There appears to be an increasing realization in India of the urgent need to establish solid vocational and technical expertise and certifications for its young population. India has more than 50 percent of its population below the age of 25 and more than 65 percent below the age of 35. The Indian government is acutely aware that systems need to be set up to provide quality education to fulfill the aspirations of the country’s youth. The sentiment that kept coming up is to ensure that the demographic dividend does not become a demographic disaster.
We met with some key officials, including the Principal Secretary of Education in Andhra Pradesh, Mr. M.G Gopal. Perhaps more importantly, we spoke with the national Minister of Human Resource Development, Communications and Information Technology, Mr. Kapil Sibal, who is a major player in India's government. He has the daunting task of expanding access to millions of Indians. He is the man behind the $35 Aakash tablet initiative that is slated to spread access to education in India over large swaths of its population.

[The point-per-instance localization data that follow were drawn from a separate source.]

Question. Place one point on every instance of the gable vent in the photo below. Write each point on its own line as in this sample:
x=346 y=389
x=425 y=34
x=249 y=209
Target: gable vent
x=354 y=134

Mr. Sibal and Gov. Gregoire had a very productive discussion and he was very receptive to collaborating with Washington State for India’s community college initiative. He immediately recommended establishing a panel with three members from Washington and three from his ministry. I believe that a successful collaboration has the potential of bringing huge benefits to both partners.

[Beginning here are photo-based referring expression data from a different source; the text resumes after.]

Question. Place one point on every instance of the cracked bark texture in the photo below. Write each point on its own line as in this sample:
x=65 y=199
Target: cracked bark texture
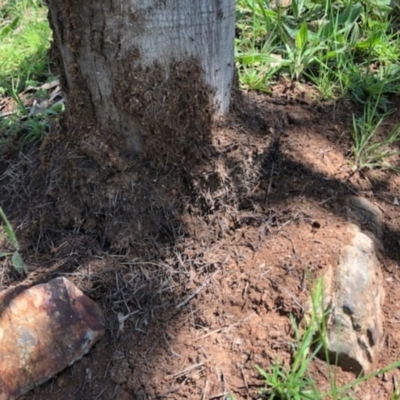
x=96 y=43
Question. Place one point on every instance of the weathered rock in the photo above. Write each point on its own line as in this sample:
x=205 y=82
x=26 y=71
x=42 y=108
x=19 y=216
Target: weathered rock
x=353 y=293
x=43 y=329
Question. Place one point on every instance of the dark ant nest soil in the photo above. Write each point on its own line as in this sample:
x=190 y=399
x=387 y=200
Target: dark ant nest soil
x=200 y=247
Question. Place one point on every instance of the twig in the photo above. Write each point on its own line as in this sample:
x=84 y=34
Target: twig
x=194 y=294
x=205 y=391
x=188 y=369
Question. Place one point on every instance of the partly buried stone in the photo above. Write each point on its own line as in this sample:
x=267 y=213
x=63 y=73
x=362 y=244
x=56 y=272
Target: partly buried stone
x=353 y=298
x=43 y=329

Good progress was also made toward our second goal: Bringing Indian students here through a 2+2 program where students can complete the first two years of a Bachelor’s degree at a community college and then transfer to a four-year university. While on one hand India is looking to build its own community colleges, the concept is still quite unfamiliar, especially community colleges as a pathway to university. In addition, there is a perception that the U.S. may be reluctant to issue visas for students who want to attend community colleges.
I am optimistic, especially considering that community colleges have faced the same challenges in Hong Kong, Indonesia, Taiwan and China, all countries that now send large numbers of students to Washington community colleges. The value that community colleges offer – lower tuition, individualized services, small class sizes and excellent faculty – make community colleges an excellent option for Indian students just as they are for students from around the world. It is only a matter of time that Indian students discover this foundation of the U.S. educational system which the Economist magazine has described as “magnificent.”